You’ll add a routing table named for-l2tp with two routes, one with distance=1 and the other one with distance=2, using the two WANs for which you have modified the DHCP client behavior. Let’s say you’ve chosen WAN 9 and WAN 10:
By forcing a release followed by a re-lease (pun intended) of the DHCP address as described above, you’ll trigger the lease script that should replace the 1.1.1.1 by the correct addresses of the respective gateways in these routes.
There are multiple possible ways to make the L2TP connection use this table; since the own WAN addresses of the Mikrotik are dynamic and since you identify the VPN server by its fqdn, so I assume its IP address may also change, all these ways require that the routing table to be used was assigned using mangle rules in chain output.
So let’s make any connection from the router itself to your VPN server use this routing table. To make sure it won’t break once the server migrates to another IP address, we’ll add an address list to track the fqdn: /ip/firewall/address-list/add list=re-vpn address=vpn.richesineng.com
It should create a dynamic item in the same address list but with the actual IP address as address. If it doesn’t, something is wrong with the DNS setting.

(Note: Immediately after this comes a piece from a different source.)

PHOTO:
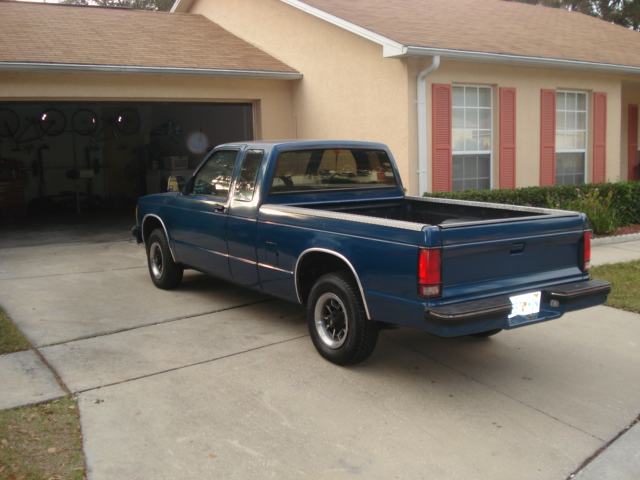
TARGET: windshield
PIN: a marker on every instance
(330, 169)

Then, you add a single rule to the very top of chain output in mangle (which is easy as that chain is totally empty now): /ip/firewall/mangle/add chain=output dst-address-list=re-vpn action=mark-routing new-routing-mark=for-l2tp passthrough=no
It seems this should be it; there is an additional issue, though. A packet sent by the router itself must first be routed using routing table main before it can get to mangle chain output, so it gets assigned some source address depending on the out-interface chosen by main. If mangle assigns a routing-mark to it, the routing is done again, but the source address remains the same. So a src-nat (or masquerade) rule must replace it by the address of the out-interface. This is OK until the uplink connected to that out-interface stops working without the interface going physically down. The connection tracking only removes the connection from its inventory if it has been src-nated using a masquerade rule and if the reply-dst-address assigned by the masquerade rule goes missing. Starlink seems to lease the addresses for 5 minutes (but that’s for CGNAT ones, the public ones may be treated in a different way); if you are happy with the L2TP connection being re-established some 5 minutes after the preferred uplink goes down, nothing else needs to be done. If not, it requires a housekeeping script that removes the address as soon as it detects the failure of the uplink. But again, step by step. Right now I’ll be glad if you make the L2TP work without fancy stuff.
If these settings won’t get the L2TP going, I’ll have to see it online.